22. In the case of Patel Vs. E.A Cargo Handling Services Ltd (1974) EA 75, William Dreyffus P. at Page 76 stated;“The main concern of the court is to do Justice to the parties and the court will not impose conditions on itself to fetter the discretion given to it by the rules. I agree that where it is a regular Judgement as is the case here, the court will not usually set aside the Judgement unless it is satisfied that there is a defence on the merits. In this respect, a defence on merits does not mean in my view, a defence that must succeed. It means as Sheridan J Put it, “a triable issue that is an issue which raises a prima facie defence and which should go to trial for adjudication.”
23. I am satisfied that the 2nd Defendant/Applicant has put forward sufficient reasons to warrant this court to exercise discretion in his favour.
24. I note that this dispute has been in the courts since the year 2007. This is a long time.
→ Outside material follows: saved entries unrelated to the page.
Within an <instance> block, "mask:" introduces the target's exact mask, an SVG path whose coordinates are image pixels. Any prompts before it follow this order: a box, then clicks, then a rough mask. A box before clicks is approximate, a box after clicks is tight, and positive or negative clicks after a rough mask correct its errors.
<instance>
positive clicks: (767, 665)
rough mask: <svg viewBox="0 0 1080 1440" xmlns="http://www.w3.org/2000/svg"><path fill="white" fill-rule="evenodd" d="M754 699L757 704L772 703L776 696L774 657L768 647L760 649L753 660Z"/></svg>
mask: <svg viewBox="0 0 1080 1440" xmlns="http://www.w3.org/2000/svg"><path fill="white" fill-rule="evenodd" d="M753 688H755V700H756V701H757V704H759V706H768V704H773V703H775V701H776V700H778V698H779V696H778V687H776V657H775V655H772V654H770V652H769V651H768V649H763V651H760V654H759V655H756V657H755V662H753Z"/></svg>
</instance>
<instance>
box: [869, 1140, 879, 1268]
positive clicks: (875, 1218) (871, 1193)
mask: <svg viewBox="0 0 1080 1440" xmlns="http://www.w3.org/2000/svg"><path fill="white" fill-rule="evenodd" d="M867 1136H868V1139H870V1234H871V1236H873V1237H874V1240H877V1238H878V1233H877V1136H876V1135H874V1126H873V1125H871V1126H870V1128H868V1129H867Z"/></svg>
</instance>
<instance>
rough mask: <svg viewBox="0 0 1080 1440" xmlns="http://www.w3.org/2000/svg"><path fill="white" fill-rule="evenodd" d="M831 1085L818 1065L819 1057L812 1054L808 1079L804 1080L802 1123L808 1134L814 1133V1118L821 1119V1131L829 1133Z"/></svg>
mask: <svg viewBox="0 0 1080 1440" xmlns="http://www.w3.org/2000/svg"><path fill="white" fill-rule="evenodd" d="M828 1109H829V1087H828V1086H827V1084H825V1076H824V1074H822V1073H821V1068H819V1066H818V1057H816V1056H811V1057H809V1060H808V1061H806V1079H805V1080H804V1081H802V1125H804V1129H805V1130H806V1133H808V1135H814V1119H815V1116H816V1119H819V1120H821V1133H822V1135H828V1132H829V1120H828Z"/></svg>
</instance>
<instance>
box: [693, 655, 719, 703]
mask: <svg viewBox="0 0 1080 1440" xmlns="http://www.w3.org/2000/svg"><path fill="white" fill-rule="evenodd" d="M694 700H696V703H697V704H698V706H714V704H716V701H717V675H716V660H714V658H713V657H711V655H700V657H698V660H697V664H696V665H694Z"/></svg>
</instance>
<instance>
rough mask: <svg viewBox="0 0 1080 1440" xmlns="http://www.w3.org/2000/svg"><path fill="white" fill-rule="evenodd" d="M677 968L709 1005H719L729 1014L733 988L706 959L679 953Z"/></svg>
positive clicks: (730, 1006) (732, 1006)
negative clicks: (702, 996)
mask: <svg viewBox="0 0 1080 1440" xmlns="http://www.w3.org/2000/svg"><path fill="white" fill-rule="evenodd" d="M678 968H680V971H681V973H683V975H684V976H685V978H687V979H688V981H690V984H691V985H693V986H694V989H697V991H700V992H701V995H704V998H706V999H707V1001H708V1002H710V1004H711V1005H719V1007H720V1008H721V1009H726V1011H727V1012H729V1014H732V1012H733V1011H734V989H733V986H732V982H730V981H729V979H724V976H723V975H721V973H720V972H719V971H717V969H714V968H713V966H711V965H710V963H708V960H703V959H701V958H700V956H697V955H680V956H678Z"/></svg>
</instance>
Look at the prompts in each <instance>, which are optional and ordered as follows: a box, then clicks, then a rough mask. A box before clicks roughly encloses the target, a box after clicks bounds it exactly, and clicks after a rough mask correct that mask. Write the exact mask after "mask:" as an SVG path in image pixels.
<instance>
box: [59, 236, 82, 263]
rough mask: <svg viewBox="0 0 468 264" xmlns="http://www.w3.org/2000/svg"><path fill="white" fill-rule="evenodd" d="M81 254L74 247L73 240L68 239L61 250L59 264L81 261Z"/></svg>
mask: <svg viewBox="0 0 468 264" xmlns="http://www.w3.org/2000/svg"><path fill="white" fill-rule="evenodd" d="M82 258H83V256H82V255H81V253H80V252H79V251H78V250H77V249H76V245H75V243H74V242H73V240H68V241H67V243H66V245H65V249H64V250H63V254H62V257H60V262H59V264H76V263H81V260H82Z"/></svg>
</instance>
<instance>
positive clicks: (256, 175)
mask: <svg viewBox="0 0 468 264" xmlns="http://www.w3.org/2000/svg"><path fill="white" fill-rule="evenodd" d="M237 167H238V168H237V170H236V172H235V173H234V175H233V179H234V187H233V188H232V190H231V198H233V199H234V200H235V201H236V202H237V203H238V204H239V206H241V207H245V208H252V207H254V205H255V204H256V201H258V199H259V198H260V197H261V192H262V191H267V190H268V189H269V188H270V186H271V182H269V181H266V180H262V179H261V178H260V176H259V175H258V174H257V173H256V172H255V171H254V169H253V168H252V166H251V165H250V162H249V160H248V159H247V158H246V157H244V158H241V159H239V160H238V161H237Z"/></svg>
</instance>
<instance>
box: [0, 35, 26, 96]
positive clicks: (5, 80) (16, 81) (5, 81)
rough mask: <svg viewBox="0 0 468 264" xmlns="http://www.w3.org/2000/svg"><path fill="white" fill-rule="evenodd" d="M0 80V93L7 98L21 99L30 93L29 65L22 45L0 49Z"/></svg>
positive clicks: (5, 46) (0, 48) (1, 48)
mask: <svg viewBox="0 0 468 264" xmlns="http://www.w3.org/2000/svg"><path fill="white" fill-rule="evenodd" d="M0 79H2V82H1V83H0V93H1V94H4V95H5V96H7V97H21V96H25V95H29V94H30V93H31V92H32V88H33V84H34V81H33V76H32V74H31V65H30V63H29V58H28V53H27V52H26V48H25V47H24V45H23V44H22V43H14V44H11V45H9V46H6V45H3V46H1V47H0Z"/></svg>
In order not to prolong the dispute further and on the interest of justice I allow the 2nd, 3rd Defendants to prosecute their defences so that the issues herein can finally be resolved.
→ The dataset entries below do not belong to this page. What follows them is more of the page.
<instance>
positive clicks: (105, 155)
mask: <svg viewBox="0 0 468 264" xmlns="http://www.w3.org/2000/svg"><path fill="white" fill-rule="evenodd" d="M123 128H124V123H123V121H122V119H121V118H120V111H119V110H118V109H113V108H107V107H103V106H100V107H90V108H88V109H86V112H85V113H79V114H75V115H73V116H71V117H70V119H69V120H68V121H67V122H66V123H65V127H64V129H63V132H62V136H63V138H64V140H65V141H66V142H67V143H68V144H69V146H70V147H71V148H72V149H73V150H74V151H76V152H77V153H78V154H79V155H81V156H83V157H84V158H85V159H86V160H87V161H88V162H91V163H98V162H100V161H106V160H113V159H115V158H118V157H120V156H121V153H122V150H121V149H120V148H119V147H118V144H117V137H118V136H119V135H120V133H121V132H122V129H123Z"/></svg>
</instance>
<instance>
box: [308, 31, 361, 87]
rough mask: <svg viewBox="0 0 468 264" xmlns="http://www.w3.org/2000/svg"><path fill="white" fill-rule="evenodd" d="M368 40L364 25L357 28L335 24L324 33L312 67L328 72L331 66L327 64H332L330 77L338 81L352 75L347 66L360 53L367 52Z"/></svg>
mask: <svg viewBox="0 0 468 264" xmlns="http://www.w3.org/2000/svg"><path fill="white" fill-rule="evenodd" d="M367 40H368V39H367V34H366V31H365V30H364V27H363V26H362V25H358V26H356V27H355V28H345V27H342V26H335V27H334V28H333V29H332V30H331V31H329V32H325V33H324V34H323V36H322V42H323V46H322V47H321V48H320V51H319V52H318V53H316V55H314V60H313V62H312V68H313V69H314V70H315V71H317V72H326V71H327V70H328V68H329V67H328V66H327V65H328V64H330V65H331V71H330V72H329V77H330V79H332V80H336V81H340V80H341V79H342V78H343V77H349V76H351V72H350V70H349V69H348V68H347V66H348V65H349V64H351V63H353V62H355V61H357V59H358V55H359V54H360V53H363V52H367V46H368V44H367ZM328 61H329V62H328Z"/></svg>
25. It is also important to point out that the firm of Mutunga Justus and Associates are properly on record having been granted leave by this Court on 23rd January 2025.
26. In conclusion I find merit in this Application and the same is allowed in the following terms;a.That the Judgement delivered on 29th June 2024 and all consequential orders are hereby set aside.b.That the 2nd & 3rd Defendants do file any additional pleadings within twenty one (21) days from the date of this Ruling.c.That the 2nd Defendant do pay the Plaintiff throw away costs of Kshs.10,000/= within twenty one (21) days from the date of this Ruling.d.That costs of this Application do abide the outcome of the suit.
DATED, SIGNED AND DELIVERED VIRTUALLY AT KAJIADO THIS 12TH JUNE 2025. L. KOMINGOIJUDGE.In The Presence Of:Mr. T.T. Aswani for the Plaintiff.Ms. Ntaiwe for Mr. Mukeli for the 1st Defendant.Mr. Mutunga for the 2nd Defendant.N/A for the 3rd, 4th Defendants.Mr. Ngetich for the 2nd Interested Party.Court Assistant – Mutisya.